The Virginia House Counties, Cities and Towns Committee met Feb. 14, 2025, and voted to report a series of city- and town-charter bills and other local measures to the full legislature, including a 13-8 vote to report Senate Bill 1489, which would allow localities to require successor service employers to retain incumbent service employees for a transition period.
Why this matters: several measures change municipal charters or create local authority on zoning, fines and employment transitions; most passed unanimously in committee, meaning they will move to the next stage in the legislative process.
Committee business and context: The committee opened noting it was likely the panel’s final meeting of the session and recognized staff and retiring Clerk Claude for their service. Members primarily adopted subcommittee recommendations to report bills to the full legislature. Much of the work consisted of reporting identical or cognate bills that amend local charters for individual localities; those items drew little debate on the floor and were advanced on unanimous or near-unanimous votes.
Votes at a glance: Senate Bill 935 (charter amendment for City of Chesapeake; cognate HB 1645) — reported by voice/roll on a vote of 20-0. Senate Bill 873 (amends charter for a locality in Tazewell County; cognate HB 2199) — reported 20-0. Senate Bill 987 (amends the charter for the City of Norfolk; cognate HB 1696) — reported 20-0. Senate Bill 1206 (establishes a new charter for the City of Danville; cognate HB 1971) — reported 20-0. Senate Bill 1444 (technical and clarifying changes to Manassas Park charter, including boundary update and ordinance enforcement provisions) — reported 20-0. Senate Bill 992 (enhanced civil penalties in Planning District 23 for repeat nonpermitted commercial use) — reported with amendment on a vote of 21-0. Senate Bill 1422 (allows zoning ordinances to set appeal periods of 10–30 days for violations involving nonagricultural excavation material, waste and debris, and increases fines) — reported 21-0. Senate Bill 1489 (permits localities to require successor service employers to retain incumbent service employees during a transition period of up to 90 days; excludes buildings owned by the Commonwealth or institutions of higher education) — reported on a vote of 13-8.
Details on the successor-employer bill: Senate Bill 1489, presented in subcommittee number 3, would permit any county, city or town to adopt by local ordinance or resolution provisions that require successor service employers to retain incumbent service employees during a transition period (the bill text discussed a 90-day transition example). The committee record indicates the provisions apply to employees who perform work connected with property care or maintenance, airport services, and food-preparation services at schools; the bill explicitly did not include buildings owned by the Commonwealth or institutions of higher education. The committee voted to report the bill to the full committee on a 13-8 roll call. The transcript records the subcommittee recommendation and the final tally; no further amendments or conditions were recorded in the meeting transcript.
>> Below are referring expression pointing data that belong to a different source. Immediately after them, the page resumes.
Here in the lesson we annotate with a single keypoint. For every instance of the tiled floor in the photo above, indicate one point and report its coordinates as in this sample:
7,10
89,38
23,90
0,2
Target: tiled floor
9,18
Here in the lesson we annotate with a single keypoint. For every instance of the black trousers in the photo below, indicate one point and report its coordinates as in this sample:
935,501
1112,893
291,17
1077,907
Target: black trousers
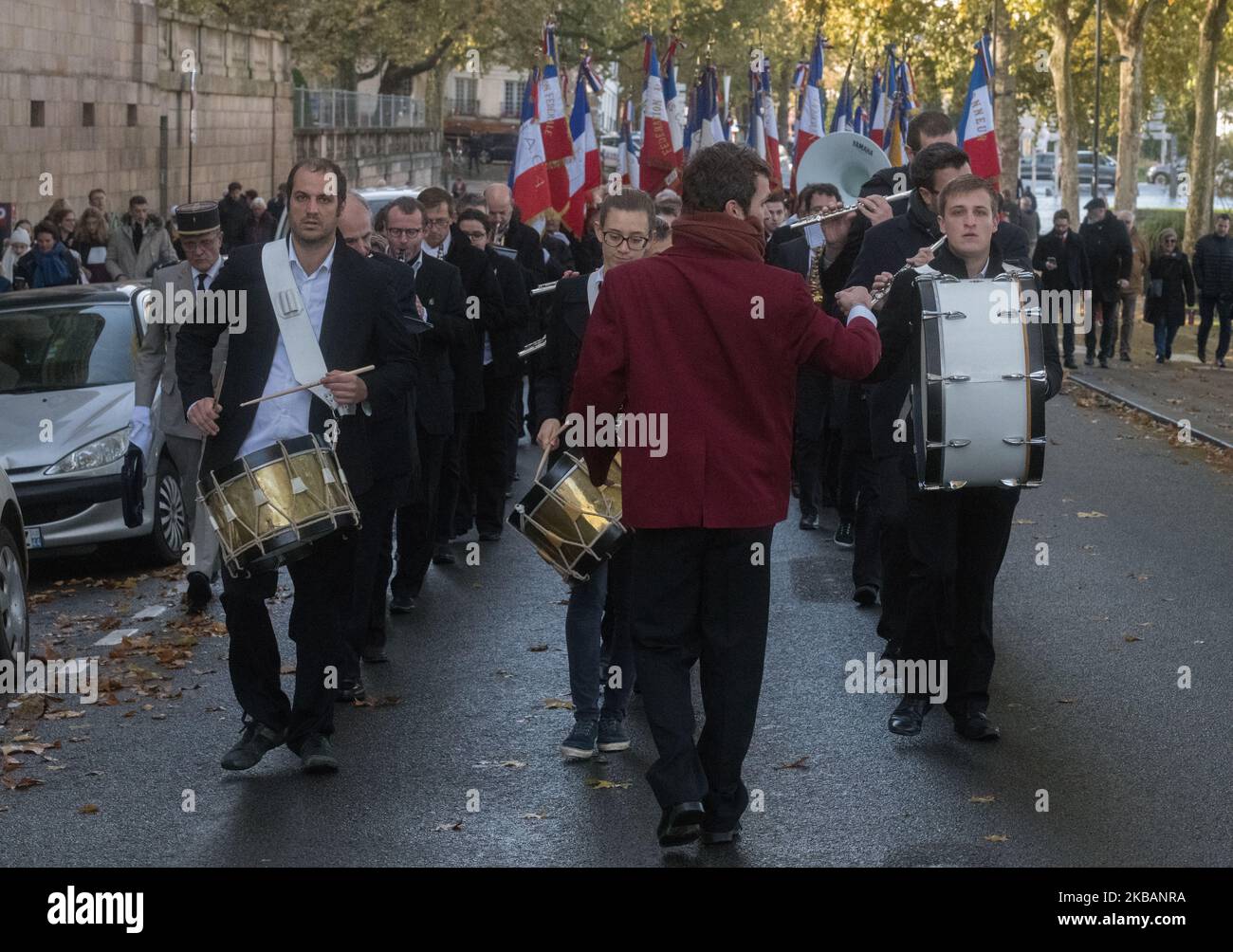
858,491
323,590
1108,311
417,521
454,511
894,475
701,595
957,541
488,451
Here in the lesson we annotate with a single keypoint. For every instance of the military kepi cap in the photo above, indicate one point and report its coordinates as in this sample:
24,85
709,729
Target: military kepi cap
196,218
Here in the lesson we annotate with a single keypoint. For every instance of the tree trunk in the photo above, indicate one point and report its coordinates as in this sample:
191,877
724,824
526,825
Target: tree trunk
1064,31
1005,111
1130,23
1203,147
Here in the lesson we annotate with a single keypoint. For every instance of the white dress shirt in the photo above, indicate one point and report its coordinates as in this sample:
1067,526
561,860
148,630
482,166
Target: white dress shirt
287,417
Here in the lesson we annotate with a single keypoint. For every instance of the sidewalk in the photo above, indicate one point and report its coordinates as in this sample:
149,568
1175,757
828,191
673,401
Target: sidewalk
1183,389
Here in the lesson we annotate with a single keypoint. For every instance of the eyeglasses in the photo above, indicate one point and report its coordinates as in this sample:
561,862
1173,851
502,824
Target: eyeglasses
635,242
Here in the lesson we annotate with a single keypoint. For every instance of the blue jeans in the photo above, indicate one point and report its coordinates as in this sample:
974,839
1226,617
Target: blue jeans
1164,336
583,645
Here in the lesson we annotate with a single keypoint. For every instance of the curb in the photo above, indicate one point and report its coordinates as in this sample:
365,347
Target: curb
1159,417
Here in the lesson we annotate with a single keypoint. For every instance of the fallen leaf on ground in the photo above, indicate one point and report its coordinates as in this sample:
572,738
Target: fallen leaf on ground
598,784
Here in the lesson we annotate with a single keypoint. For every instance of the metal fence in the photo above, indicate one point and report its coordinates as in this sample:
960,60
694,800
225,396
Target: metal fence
332,109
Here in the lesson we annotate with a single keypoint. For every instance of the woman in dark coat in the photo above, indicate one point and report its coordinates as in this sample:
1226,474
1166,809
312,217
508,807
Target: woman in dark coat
1170,291
48,264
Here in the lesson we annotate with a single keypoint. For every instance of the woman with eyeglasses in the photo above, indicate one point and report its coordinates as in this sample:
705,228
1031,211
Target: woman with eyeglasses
1170,291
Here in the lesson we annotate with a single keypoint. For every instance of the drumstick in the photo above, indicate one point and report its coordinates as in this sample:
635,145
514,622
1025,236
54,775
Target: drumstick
304,386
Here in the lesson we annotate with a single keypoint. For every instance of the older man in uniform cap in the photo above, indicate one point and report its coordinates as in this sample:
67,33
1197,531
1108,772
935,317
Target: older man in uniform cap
201,238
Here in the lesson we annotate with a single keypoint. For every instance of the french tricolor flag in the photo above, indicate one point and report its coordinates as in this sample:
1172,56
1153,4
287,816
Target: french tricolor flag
627,155
658,156
978,136
674,99
550,109
772,127
812,116
528,174
583,164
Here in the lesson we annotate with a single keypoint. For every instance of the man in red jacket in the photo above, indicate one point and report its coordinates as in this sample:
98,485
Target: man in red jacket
706,339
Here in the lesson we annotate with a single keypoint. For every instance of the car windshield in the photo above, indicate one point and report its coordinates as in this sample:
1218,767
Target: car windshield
65,347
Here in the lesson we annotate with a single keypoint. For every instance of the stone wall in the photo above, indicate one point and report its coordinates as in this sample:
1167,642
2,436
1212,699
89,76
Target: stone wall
124,57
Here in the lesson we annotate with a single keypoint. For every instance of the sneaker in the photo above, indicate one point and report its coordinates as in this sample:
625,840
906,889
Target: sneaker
580,742
317,755
613,735
255,742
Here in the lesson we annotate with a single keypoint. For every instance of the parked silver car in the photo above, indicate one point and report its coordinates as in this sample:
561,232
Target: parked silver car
13,565
65,401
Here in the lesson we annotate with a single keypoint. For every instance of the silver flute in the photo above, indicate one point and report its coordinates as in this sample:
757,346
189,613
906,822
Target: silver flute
878,295
846,210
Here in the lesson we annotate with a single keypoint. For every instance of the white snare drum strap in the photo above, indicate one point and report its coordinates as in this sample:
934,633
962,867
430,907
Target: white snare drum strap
295,325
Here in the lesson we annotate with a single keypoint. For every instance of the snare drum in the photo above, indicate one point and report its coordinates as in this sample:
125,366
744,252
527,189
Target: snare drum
978,401
270,505
572,524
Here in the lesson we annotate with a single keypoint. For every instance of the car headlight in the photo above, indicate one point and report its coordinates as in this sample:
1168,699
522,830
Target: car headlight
91,455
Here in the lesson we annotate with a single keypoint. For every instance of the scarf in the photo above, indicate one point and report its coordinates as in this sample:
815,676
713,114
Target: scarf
49,266
722,232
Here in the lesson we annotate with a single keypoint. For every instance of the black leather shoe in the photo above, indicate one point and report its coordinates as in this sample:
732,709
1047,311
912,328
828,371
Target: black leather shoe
198,594
317,755
255,742
907,718
679,824
722,837
975,726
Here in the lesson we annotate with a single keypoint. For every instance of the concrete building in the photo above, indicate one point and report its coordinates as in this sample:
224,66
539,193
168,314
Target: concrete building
95,93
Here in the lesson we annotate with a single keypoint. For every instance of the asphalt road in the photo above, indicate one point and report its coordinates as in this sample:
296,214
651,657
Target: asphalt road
1137,770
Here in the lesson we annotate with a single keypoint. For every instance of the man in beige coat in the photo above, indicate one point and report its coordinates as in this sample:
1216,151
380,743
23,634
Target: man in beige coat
201,239
139,243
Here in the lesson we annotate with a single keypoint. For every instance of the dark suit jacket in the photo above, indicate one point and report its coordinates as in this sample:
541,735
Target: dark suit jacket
467,356
361,325
395,456
439,288
566,324
1073,273
508,339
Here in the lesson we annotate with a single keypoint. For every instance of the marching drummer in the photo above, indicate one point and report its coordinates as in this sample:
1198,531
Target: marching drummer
313,303
957,539
624,226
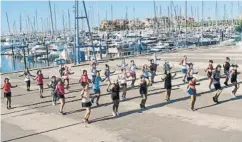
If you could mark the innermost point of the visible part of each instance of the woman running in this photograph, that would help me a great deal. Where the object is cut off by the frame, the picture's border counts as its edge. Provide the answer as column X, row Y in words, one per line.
column 152, row 70
column 123, row 82
column 39, row 78
column 96, row 88
column 107, row 74
column 190, row 72
column 167, row 84
column 192, row 91
column 133, row 72
column 61, row 70
column 234, row 74
column 167, row 67
column 184, row 68
column 226, row 66
column 52, row 85
column 123, row 64
column 7, row 92
column 60, row 90
column 143, row 90
column 66, row 76
column 216, row 82
column 86, row 103
column 209, row 71
column 84, row 79
column 115, row 89
column 27, row 75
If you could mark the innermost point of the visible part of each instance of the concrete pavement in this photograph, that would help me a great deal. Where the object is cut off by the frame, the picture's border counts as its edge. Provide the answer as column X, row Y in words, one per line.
column 35, row 119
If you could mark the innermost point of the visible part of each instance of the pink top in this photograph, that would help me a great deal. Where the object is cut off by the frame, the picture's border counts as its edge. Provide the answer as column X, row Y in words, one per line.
column 39, row 79
column 84, row 78
column 60, row 89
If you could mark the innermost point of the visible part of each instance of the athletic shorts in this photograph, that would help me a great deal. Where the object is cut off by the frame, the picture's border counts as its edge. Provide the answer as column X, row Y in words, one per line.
column 86, row 105
column 61, row 96
column 209, row 74
column 192, row 92
column 6, row 95
column 96, row 91
column 133, row 74
column 184, row 71
column 217, row 86
column 28, row 83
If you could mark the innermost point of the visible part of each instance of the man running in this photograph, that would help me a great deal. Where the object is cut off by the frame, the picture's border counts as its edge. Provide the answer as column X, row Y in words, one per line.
column 226, row 66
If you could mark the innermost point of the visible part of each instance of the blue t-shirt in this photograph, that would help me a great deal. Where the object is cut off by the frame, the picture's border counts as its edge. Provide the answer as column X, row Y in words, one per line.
column 96, row 83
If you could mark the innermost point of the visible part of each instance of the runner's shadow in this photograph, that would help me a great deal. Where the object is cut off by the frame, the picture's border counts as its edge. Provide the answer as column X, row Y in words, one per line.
column 221, row 102
column 123, row 114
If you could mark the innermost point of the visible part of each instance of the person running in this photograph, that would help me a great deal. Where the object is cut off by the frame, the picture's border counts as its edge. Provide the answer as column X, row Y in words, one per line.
column 167, row 67
column 27, row 75
column 86, row 103
column 167, row 84
column 192, row 91
column 66, row 76
column 190, row 72
column 146, row 73
column 84, row 79
column 143, row 90
column 123, row 82
column 123, row 64
column 61, row 70
column 40, row 82
column 209, row 71
column 52, row 85
column 7, row 92
column 115, row 89
column 226, row 66
column 184, row 67
column 60, row 91
column 152, row 70
column 234, row 75
column 216, row 82
column 133, row 72
column 96, row 88
column 107, row 74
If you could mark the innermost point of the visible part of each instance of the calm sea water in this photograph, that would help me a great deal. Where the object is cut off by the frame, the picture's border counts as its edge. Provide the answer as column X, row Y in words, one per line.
column 10, row 64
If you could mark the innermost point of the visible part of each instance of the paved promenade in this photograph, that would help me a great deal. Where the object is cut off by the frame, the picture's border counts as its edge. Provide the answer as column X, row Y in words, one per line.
column 35, row 119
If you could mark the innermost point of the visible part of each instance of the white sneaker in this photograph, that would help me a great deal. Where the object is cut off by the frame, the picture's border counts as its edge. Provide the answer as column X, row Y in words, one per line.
column 233, row 95
column 114, row 114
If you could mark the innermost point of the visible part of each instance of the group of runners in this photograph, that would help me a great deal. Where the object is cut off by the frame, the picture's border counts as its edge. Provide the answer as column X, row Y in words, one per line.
column 128, row 73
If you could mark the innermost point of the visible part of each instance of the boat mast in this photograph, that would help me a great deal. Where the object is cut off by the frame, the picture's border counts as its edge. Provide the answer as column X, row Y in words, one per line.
column 51, row 18
column 36, row 16
column 8, row 24
column 69, row 20
column 20, row 24
column 55, row 19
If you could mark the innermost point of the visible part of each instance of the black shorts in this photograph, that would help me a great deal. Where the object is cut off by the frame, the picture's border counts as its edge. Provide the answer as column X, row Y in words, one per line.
column 61, row 96
column 88, row 104
column 6, row 95
column 28, row 83
column 217, row 86
column 83, row 84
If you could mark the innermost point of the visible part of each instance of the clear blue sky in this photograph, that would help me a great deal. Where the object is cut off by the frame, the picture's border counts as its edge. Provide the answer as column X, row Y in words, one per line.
column 142, row 9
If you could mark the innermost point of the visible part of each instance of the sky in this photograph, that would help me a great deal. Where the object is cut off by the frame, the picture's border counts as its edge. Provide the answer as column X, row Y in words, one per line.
column 138, row 9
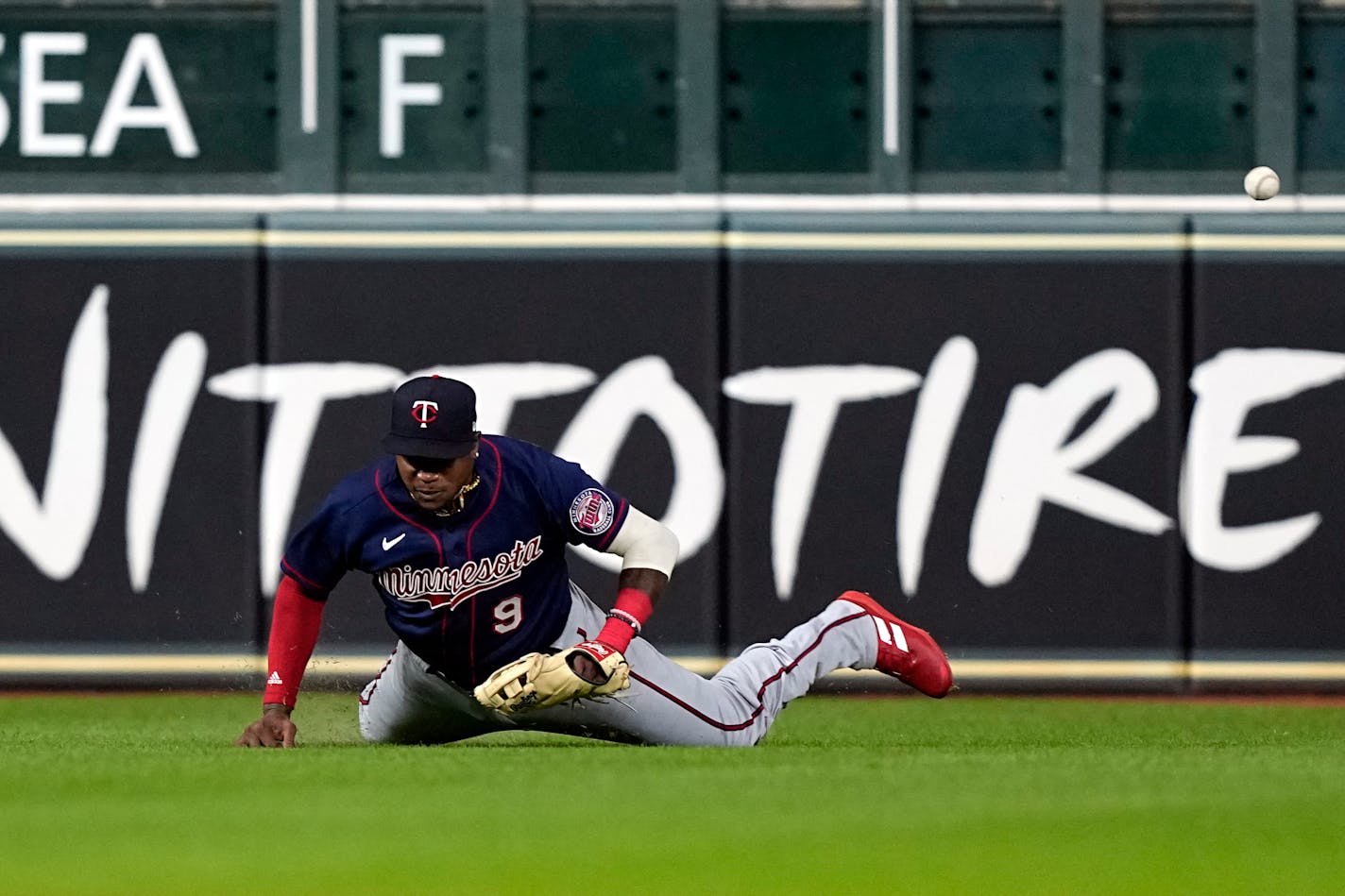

Procedure and next steps: For each reported bill, committee members either moved and seconded the motion to report (moves were recorded generally by the presenting subcommittee chair) or voted on subcommittee recommendations and amendments. Where the transcript recorded only vote tallies, the committee clerk opened the roll and reported numeric results; the record does not list individual member roll-call votes in the transcript excerpt provided. Reported measures will proceed according to the legislative calendar and rules of the respective chamber.
Meeting close: The committee adjourned after completing its agenda, with members thanking staff and noting Clerk Claude’s retirement.